This is the easiest way I know to do what you want by using already-existing stdio
library functions. (stdio
since that's what you're already using and what you seem to be familiar with. There are other ways to do this with C++ streams.)
stdio
files opened using fopen()
already buffer input, and your OS likely uses a page cache. Adding another layer of buffering in your application means there would be three layers of buffering between the data on disk and your application processing the data: 1) the page cache 2) the stdio
buffer, 3) your chunk
. As @ShadowRanger commented - just use the stdio
buffer, then you can use the standard getline()
function to read lines.
// change size to suit your requirements
#define BUFSIZE ( 16UL * 1024UL * 1024UL )
FILE *fp = fopen( path, "rb" );
// assuming a POSIX OS - could also use malloc()/free()

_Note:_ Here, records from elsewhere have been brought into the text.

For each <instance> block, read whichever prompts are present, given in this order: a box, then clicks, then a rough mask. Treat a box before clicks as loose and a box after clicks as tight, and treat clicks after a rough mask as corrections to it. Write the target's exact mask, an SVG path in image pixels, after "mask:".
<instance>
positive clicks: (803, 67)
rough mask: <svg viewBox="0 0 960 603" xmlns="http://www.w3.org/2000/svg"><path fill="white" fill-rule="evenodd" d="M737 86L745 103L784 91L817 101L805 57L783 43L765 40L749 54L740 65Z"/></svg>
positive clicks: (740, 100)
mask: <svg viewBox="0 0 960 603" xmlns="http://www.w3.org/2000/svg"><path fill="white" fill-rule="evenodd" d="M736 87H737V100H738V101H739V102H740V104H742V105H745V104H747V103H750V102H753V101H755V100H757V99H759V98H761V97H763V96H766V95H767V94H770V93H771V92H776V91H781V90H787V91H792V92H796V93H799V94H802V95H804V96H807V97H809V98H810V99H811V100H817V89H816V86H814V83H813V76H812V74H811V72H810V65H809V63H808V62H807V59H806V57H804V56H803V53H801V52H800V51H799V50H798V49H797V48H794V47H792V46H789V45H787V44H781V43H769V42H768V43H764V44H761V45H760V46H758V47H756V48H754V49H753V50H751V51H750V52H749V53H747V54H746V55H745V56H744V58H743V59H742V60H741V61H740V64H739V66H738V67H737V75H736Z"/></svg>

char *buffer = ( char * ) mmap( NULL, BUFSIZE, PROT_READ | PROT_WRITE,
MAP_PRIVATE | MAP_ANONYMOUS, -1, 0 );
setvbuf( fp, buffer, _IOFBF, BUFSIZE );
char *line = NULL;
size_t len = 0;
for ( ;; )
{
ssize_t currentLen = getline( &line, &len, fp );
if ( currentLen < 0 )
{
break;
}
// process line
}
free( line );
fclose( fp );
munmap( buffer, BUFSIZE );
You'll need to add error checking along with the proper header files.

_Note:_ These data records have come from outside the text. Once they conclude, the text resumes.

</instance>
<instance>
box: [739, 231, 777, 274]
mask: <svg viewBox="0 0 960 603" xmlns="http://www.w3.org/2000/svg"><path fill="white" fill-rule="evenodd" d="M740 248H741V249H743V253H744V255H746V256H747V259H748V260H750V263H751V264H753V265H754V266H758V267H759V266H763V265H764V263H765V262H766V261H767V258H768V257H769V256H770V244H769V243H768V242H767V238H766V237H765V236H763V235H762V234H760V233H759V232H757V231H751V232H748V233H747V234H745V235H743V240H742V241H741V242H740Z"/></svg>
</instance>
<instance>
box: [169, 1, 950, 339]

That should do exactly what you want, and you don't have to write code that has to figure out where lines end, nor do you have to deal with lines that span across multiple fread()
calls.
And it might be even faster if you bypass the page cache. The above code already uses a 16 MB cache. Additional caching just adds another copy in the data path from disk to application. Since you don't need to seek, and you're not going to re-read data, the page cache in this usage pattern does you no good. On Linux, of your file system supports direct IO, you can do this:
int fd = open( path, O_RDONLY | O_DIRECT );
FILE *fp = fdopen( fd, "rb" );
Note that direct IO has significant restrictions - your IO buffer may have to be page-aligned. One nice thing about mmap()
is that it returns page-aligned memory...
If the filesystem supports direct IO, that will bypass the page cache, and your read operations could be substantially faster and might put a lot less memory pressure on your machine, especially if the file is extremely large.